February 10th. That's how deep into the off-season we had to make it before one of the premier, big four free agents finally signed (Darvish, Arrieta, JDM, Hosmer). There's been a lot written about why this has been the case. There will continue to be a lot written about it. I have some thoughts, but first, I am just so excited we finally have some baseball news so let's get to that first:
According to Ken Rosenthal of The Athletic, Yu Darvish has agreed to a six year, $126 million contract with the Chicago Cubs. Incentives could bring the total value up to $150 million. My first thought? Good for the Cubs. They are built to win now, and both their front office and ownership recognize that. This Darvish signing is yet another move by future HOFer Theo Epstein that indicates he wants to win multiple championships with this core. Let's take a look:
-Heading into 2015 signed Jon Lester to a six year, $155 million contract
-Heading into 2016 signed Jason Heyward to an eight year, $184 million contract
-At the 2016 trade deadline sent top prospect Gleyber Torres in a package for Aroldis Chapman
-At the 2017 trade deadline sent top prospect Eloy Jimenez in a package for Jose Quintana
-Heading into 2018 signed Yu Darvish to a six year, $126 million contract
This doesn't always happen with teams that are built to win, especially once they already get a championship. Look at the Mets right now. Shouldn't that ownership be making even more moves when they have Noah Syndergaard, Jacob deGrom, and Yoenis Cespedes all under contract and in their primes? Uhhhh yes they should be. A few years ago small market Kansas City mortgaged their future to upgrade the 2015 Royals. They're paying for it now, no doubt, but they won a championship. Every Royals fan will tell you it's worth the trade off.
Darvish is going to slide into a rotation that also features Jon Lester, Kyle Hendricks, Jose Quintana, and Tyler Chatwood. In 2017 the Cubs posted the fourth best ERA in the National League, and the eighth best in all of baseball. Pitching was already a strength for them and Darvish definitely makes up for the now assumed loss of Jake Arrieta.
As for what Darvish brings to the table the answer is a loooooot of strikeouts. Since coming to the majors in 2012 the 31-year-old is averaging 11 K/9 for his career to go along with a 126 ERA+. This is a Tommy John survivor who, while he isn't as electric as he once was, is still a legitimate top of the rotation guy.
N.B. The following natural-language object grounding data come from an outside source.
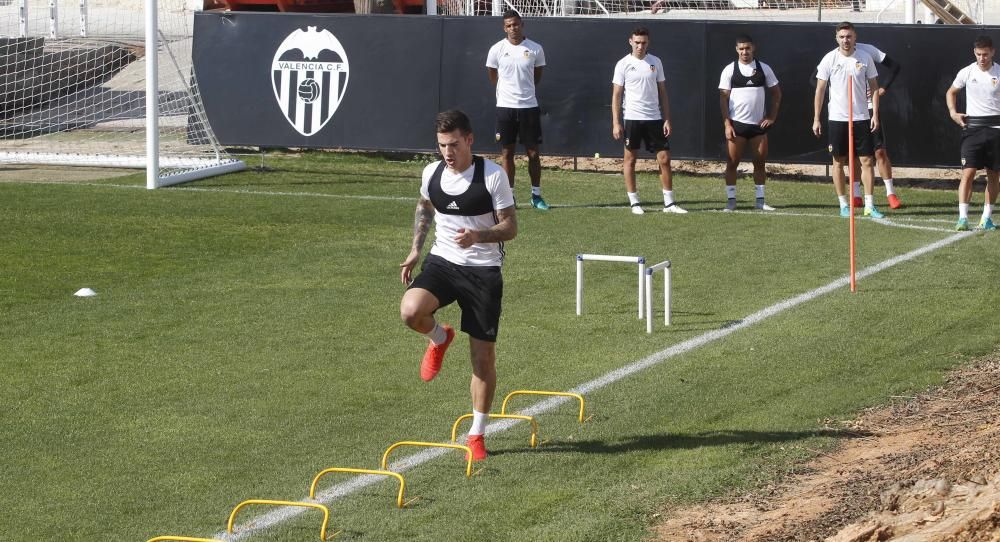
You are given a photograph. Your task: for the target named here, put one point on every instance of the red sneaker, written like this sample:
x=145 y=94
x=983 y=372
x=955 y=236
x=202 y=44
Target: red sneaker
x=434 y=356
x=478 y=447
In 2017 Darvish pitched 186 2/3 innings, struck out 209, posted a 3.86 ERA, and accumulated 3.3 WAR. He faded down the stretch (and got obliterated in the World Series) but he certainly makes the Cubs better.
That isn't to say he comes without red flags. Any time you sign a pitcher over 30 to a long term deal there is going to be risk. Additionally, Darvish's 10.1 K/9 in 2017 is the lowest of his career. His 118 ERA+ was his worst since he was a rookie. By the time this contract expires it will be 2023. That should be somewhat scary for Cubs fans. 2023 sounds far away, because it is far away.
But that's a problem for the future. After winning the World Series in 2016 the Cubs experienced a championship hangover to start the season last year. The team was basically playing .500 ball for the first half before rallying to win their second straight division title. They won an epic five-game showdown in the NLDS against the playoff tortured Nationals, but ran out of gas in a NLCS loss to the Dodgers. NL Central competitors saw an opening so it was important for the Cubs to counter moves made by the Cardinals (Marcell Ozuna) and Brewers (Christian Yelich, Lorenzo Cain) this winter. Darvish is a risky signing, but the time to make a risky signing is when you have a championship core already intact. Good for the Cubs.